For the reasons set forth above, the Court grants plaintiff's motion for summary judgment [47] against CAM, Jonathan Von Samek, and 4744-46 W Rice LLC. This case is set for a status hearing on March 24, 2016 at 9:30 a.m. to discuss the disposition of plaintiff's claim against Randie Von Samek.

SO ORDERED.

FootNotes


1. Plaintiff does not seek summary judgment against Randie Von Samek. (See Pl.'s LR 56.1(a) Stmt. ¶ 5.)
2. Plaintiff attests that the original of the indemnity agreement was lost. (See Pl.'s LR 56.1(a) Stmt., Ex. B, Barker Aff. ¶ 5; Defs.' LR 56.1(b) Stmt., Ex. A, Jonathan Von Samek Aff., Ex. 2, Email from Reidinger to J. Von Samek (Feb. 19, 2010) (plaintiff's broker telling Jonathan that "[s]omehow the original indemnity agreement was lost").) Thus, the copy is admissible. See Fed.
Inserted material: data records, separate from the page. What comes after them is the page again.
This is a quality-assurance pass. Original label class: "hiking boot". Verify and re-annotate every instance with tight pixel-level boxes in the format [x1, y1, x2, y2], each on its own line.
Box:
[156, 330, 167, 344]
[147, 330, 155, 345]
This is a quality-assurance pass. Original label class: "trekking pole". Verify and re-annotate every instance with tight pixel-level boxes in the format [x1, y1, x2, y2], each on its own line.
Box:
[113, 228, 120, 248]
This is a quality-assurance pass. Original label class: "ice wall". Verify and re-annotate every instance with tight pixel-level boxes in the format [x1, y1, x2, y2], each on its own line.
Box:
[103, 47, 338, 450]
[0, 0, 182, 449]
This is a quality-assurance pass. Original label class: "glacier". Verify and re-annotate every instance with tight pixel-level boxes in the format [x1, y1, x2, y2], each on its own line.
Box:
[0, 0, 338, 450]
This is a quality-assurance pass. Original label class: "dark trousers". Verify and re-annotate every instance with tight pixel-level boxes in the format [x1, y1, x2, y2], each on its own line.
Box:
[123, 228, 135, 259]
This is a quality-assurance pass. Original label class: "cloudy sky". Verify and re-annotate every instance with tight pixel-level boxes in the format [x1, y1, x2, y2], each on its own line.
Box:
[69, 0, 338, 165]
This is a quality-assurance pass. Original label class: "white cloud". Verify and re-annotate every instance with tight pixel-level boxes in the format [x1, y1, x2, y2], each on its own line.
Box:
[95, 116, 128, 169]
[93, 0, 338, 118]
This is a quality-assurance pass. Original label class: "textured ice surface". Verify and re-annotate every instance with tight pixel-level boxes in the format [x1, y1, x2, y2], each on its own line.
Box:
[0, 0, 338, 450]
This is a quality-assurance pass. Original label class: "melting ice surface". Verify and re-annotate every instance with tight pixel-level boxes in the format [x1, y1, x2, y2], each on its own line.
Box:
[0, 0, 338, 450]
R. Evid. 1004 ("An original is not required and other evidence of the content of a writing . . . is admissible if . . . all the originals are lost or destroyed, and not by the proponent acting in bad faith. . . .").
3. Defendants say that Randie's signature was also forged, but they do not dispute the genuineness of Alfredo's signature.